# Generating adversarial examples

In [None]:
! pip install -U torch torchvision --quiet

In [None]:
import torch
import torch.nn as nn
import torch.nn.functional as F
import torch.optim as optim
from torchvision import datasets, transforms
import numpy as np
import matplotlib.pyplot as plt

# Exercise 1: Generating adversarial examples on MNIST data [45 mins]

In this exercise, we will work with a computer vision model and generate adversarial examples. The generation procedure is very similar to the counterfactual generation code that developed last week.

First, follow the process below to load the model and generate some predictions.

(Adapted from [PyTorch](https://docs.pytorch.org/tutorials/beginner/fgsm_tutorial.html))
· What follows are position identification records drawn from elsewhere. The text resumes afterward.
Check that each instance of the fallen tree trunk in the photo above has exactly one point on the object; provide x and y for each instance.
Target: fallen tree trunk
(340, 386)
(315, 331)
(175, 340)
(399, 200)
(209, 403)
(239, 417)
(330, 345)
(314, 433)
First, download a pretrained neural network model from [here](https://drive.google.com/file/d/1HJV2nUHJqclXQ8flKvcWmjZ-OU5DGatl/view?usp=drive_link). Simply open the link and press `ctrl+S`.

Next, let us put together the structure of the model.

In [None]:
# LeNet Model definition
class Net(nn.Module):
    def __init__(self):
        super(Net, self).__init__()
        self.conv1 = nn.Conv2d(1, 32, 3, 1)
        self.conv2 = nn.Conv2d(32, 64, 3, 1)
        self.dropout1 = nn.Dropout(0.25)
        self.dropout2 = nn.Dropout(0.5)
        self.fc1 = nn.Linear(9216, 128)
        self.fc2 = nn.Linear(128, 10)

    def forward(self, x):
        x = self.conv1(x)
        x = F.relu(x)
        x = self.conv2(x)
        x = F.relu(x)
        x = F.max_pool2d(x, 2)
        x = self.dropout1(x)
        x = torch.flatten(x, 1)
        x = self.fc1(x)
        x = F.relu(x)
        x = self.dropout2(x)
        x = self.fc2(x)
        output = F.log_softmax(x, dim=1)
        return output

In [None]:
# If you have a cuda GPU, feel free to set the device to "cuda"
device = "cpu"
print(f"Using {device} device")

# Initialize the network
model = Net().to(device)

model_path = "lenet_mnist_model.pth"  # This is the file we downloaded
# Load the pretrained model
model.load_state_dict(torch.load(model_path, map_location=device, weights_only=True))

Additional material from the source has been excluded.